Change is, well… scary. It’s something different and unexpected. We’d be lying to ourselves if we said that our first day at a brand new school wasn’t a little nerve-wracking or if we aren’t a little anxious on a particular Wednesday in November after an election year. Sure you can formulate predictions based on previous experiences, but it’s impossible to see into the future, no matter who you are.
Exactly what it sounds like.
The definition of change management is exactly what it sounds like: managing change. When an organization wants to allocate their budget differently, re-orchestrate processes or develop new revenue streams, someone or some group has to manage and implement these changes. Other changes might include modifications to personnel, reaction to industry transformation, growth in technology or pressure from management, media, and/or stockholders. Change management also concentrates on how a company is affected by all of these transitions.
An excellent example of change has to do with the recent ESPN announcement. Last week, Entertainment and Sports Programming Networks conducted one of their biggest layoffs in company history. In order to contest with a decrease in annual revenue and wanting to boost their online presence, network president John Skipper, decided to layoff around 100 senior writers, radio hosts and other on-air personalities (some even happen to be very common household names in the sports realm). The “worldwide leader in sports” has been struggling to combat the inevitable declines in cable subscriptions and it appears to have taken a toll which forced the company to make a bold and very unfavorable decision.
Be a leader (or a follower).
Effective leaders are essential because bad communication can stunt the process. For example, when an organization has too many generals and not enough soldiers, or one General Patton who won’t communicate with anyone, it poses a real challenge. Other hurdles may include unexpected complexities or resistance to the change. In an effort to combat these, thorough top-down and bottom-up communication is imperative. Really, persons who are successful and overcome barriers are the ones who embrace fear and uncertainty.
What’s up, Doc?
One of the most brilliant minds with regard to change management is Dr. John P. Kotter. Dr. Kotter is a Harvard business professor who is thought of as the pioneer of change management. He has written a plethora of books on the subject – some that have achieved New York Times bestseller status – and currently manages a consulting firm that applies leadership and strategy execution on large-scale organizational change. Basically, this guy knows what he is talking about.
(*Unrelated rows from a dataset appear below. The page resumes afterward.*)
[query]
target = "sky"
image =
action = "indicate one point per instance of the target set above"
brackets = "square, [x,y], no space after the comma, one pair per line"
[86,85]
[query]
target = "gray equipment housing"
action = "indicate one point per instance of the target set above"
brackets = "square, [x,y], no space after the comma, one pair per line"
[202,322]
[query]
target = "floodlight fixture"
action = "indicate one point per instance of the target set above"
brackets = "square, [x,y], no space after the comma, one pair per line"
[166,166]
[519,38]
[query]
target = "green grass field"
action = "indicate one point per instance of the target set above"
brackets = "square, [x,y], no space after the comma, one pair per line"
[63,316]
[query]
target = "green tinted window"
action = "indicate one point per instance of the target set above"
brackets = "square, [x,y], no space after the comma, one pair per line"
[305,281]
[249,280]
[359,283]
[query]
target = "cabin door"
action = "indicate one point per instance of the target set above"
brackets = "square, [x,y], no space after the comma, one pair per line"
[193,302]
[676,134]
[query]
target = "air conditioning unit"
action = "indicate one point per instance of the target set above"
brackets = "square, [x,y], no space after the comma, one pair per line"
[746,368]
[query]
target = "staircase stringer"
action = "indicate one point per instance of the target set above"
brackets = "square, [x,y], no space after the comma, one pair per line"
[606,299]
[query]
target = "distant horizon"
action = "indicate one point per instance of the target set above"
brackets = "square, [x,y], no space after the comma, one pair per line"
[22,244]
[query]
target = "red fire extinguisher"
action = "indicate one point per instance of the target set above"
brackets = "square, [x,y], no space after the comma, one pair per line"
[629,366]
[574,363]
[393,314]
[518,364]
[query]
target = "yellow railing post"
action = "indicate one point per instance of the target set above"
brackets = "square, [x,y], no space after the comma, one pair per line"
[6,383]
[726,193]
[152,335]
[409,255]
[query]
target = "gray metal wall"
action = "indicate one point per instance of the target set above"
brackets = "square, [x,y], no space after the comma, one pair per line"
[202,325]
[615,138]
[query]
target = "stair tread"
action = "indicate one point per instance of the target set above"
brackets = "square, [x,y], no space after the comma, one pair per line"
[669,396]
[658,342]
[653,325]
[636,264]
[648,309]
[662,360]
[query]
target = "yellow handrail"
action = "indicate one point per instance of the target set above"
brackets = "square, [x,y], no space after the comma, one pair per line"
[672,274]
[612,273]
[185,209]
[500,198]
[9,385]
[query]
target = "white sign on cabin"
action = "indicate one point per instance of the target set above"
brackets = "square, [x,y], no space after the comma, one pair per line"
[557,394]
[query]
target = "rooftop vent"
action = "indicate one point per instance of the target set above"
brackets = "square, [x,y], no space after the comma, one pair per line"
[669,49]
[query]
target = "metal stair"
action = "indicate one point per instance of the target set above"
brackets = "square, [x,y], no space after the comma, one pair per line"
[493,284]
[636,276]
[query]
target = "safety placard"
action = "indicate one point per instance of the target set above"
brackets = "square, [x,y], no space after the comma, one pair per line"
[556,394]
In the late 90’s, Dr. Kotter formulated an 8-step process that industry leaders call the “best single work… on strategy implementation.” Today, each of these steps routinely appear in bodies of work published on the subject. All eight comprise the grassroots implementation steps of change management:
- Establishing a Sense of Urgency
- Creating the Guiding Coalition
- Developing a Vision and Strategy
- Communicating the Change Vision
- Empowering Employees for Broad-Based Action
- Generating Short-Term Wins
- Consolidating Gains and Producing More Change
- Anchoring New Approaches in the Culture
The best thing about Dr. Kotter’s process is how practical and easy these steps are to implement within an organization. Communication, empowering employees and understanding the overall vision are cornerstones of success for any company. We all know this. Converting those foundations into change management tools are what separates the good from the bad. Incorporating and strictly following this process, or a model similar, is an undeniably effective strategy all organizations should adopt to successfully execute change management.